My mother likes to tell a story about a time when she was playing a children’s card game with a few of my siblings. Each card had an ability, and the object of the game was to use your cards' abilities to attack your opponents' cards until they lost their hand. There was one type of card that was particularly valuable, because it made its holder temporarily invulnerable to attack. For this reason, any player who got their hands on one of these cards would treasure it above all else. But one of my sisters played differently. Whenever she came across one of these cards, she found a way to give it away to whichever opponent she thought most needed it.

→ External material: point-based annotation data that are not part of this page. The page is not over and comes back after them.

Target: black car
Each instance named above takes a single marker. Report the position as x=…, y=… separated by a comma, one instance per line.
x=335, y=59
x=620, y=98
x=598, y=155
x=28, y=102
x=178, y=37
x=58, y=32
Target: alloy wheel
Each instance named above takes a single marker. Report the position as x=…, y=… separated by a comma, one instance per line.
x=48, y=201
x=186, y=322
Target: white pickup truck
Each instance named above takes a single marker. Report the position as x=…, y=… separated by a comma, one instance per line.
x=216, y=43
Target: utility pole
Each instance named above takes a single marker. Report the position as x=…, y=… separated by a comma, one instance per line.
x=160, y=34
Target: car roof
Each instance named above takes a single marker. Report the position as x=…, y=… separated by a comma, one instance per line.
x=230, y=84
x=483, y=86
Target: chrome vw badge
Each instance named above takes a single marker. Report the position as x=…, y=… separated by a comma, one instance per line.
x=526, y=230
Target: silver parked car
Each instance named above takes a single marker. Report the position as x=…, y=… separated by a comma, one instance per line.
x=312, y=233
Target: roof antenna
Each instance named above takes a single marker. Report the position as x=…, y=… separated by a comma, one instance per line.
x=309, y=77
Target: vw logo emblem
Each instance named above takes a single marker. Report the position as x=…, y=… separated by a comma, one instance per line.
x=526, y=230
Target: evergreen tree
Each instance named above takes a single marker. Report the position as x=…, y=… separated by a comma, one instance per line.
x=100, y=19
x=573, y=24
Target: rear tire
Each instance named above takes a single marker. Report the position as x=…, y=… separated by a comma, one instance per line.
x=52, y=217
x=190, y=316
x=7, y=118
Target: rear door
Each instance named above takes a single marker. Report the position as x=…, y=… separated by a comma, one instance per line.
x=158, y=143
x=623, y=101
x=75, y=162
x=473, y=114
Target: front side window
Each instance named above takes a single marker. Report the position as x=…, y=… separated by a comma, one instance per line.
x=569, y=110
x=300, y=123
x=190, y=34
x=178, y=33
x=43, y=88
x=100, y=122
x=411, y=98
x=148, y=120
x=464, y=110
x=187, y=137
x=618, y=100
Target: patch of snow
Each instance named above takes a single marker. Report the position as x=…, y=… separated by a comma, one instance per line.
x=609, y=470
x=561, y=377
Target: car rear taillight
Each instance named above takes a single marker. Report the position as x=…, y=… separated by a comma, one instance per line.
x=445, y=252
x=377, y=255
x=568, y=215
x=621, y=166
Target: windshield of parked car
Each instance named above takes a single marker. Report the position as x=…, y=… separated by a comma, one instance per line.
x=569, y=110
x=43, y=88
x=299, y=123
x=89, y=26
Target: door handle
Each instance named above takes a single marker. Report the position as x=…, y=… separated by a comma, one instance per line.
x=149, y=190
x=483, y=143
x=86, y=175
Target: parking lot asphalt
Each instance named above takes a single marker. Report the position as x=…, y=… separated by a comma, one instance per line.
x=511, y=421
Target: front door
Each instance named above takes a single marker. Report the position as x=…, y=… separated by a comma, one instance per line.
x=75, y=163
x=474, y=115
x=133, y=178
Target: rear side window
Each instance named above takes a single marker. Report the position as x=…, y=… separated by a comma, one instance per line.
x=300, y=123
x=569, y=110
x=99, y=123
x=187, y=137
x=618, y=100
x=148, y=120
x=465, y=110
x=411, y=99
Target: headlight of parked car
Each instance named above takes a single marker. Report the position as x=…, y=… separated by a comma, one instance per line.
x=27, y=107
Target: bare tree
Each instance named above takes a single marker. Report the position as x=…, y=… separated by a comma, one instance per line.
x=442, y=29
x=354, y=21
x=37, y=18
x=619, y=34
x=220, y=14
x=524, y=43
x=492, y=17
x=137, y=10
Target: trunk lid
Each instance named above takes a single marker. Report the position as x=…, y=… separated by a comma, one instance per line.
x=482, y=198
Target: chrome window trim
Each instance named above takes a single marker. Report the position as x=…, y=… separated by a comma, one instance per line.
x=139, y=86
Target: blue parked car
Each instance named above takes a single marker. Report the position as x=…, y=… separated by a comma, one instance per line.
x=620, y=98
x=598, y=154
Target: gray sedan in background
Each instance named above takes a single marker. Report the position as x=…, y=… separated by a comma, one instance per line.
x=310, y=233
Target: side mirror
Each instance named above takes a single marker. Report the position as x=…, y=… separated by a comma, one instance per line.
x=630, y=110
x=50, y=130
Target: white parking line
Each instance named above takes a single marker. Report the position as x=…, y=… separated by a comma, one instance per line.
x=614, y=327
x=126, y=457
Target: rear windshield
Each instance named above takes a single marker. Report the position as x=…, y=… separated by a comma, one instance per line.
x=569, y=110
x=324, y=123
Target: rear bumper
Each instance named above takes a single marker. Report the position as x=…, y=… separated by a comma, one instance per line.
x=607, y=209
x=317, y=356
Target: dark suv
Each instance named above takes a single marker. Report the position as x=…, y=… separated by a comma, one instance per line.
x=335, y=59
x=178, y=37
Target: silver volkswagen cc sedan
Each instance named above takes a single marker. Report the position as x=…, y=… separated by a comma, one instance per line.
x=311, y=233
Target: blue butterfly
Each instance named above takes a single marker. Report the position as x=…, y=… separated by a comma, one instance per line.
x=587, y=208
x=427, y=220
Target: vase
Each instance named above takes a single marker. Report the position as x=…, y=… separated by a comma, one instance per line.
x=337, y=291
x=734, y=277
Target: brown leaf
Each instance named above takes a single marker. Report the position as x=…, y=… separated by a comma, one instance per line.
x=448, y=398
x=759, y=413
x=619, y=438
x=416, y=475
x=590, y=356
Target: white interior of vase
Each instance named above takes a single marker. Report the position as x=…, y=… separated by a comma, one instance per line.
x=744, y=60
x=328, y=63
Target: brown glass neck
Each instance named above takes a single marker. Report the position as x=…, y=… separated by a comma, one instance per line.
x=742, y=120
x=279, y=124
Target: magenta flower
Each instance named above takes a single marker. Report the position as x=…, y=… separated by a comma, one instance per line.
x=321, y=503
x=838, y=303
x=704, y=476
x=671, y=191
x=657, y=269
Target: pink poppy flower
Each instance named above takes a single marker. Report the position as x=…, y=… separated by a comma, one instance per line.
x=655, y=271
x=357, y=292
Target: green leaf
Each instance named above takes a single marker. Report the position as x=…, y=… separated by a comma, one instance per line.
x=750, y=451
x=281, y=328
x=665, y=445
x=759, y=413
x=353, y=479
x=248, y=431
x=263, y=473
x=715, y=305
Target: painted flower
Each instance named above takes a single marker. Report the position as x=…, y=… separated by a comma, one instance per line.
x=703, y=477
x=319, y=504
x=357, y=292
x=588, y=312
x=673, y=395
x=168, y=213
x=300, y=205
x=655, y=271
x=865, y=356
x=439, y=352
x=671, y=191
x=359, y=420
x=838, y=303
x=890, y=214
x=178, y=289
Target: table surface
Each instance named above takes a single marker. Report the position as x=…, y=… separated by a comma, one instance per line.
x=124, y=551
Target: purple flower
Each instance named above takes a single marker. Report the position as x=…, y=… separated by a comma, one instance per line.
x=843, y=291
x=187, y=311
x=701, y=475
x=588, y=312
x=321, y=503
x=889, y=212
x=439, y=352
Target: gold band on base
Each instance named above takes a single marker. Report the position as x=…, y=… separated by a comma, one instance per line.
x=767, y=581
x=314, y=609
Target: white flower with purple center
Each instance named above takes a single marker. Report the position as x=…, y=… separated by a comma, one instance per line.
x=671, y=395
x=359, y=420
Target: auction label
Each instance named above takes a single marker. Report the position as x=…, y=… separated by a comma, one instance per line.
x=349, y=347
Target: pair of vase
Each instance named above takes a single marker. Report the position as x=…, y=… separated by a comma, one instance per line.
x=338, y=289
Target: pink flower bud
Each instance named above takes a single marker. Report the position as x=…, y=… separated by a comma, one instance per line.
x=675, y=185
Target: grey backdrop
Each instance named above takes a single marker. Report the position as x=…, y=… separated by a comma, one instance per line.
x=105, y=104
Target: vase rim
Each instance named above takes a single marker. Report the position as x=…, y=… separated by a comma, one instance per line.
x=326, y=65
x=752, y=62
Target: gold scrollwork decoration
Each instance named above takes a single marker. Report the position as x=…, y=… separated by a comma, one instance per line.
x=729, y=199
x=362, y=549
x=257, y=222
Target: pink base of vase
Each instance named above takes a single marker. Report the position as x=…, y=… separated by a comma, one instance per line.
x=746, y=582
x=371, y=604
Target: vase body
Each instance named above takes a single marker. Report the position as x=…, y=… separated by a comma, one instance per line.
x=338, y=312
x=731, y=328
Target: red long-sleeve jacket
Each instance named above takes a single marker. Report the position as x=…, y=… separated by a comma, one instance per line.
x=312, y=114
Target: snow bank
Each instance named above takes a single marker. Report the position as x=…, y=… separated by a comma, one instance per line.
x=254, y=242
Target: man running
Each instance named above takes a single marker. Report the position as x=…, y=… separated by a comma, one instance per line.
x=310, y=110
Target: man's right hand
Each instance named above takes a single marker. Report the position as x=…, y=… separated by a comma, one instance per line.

This strategy mortified my mother. She tried repeatedly to explain the rules of the game to her daughter, to point out to her that she was only sabotaging herself by giving her most valuable cards away. But my sister didn't care; she understood the rules, but she simply liked giving the cards away. She found the way everyone else played the game to be a bit too zero-sum, so she chose to play in her own way. Whether or not the game’s rules crowned her the winner, she would be happy, because she found joy in the way she played the game.
In the end, my sister won the game. When my mother tells this story, she kind of just ends it there, with an incredulous expression ("Can you believe it?"). She remains mystified by her daughter's play-style, but you can tell that she was somehow affected by it, because she keeps telling the story. And every time she tells it, she's beaming with pride.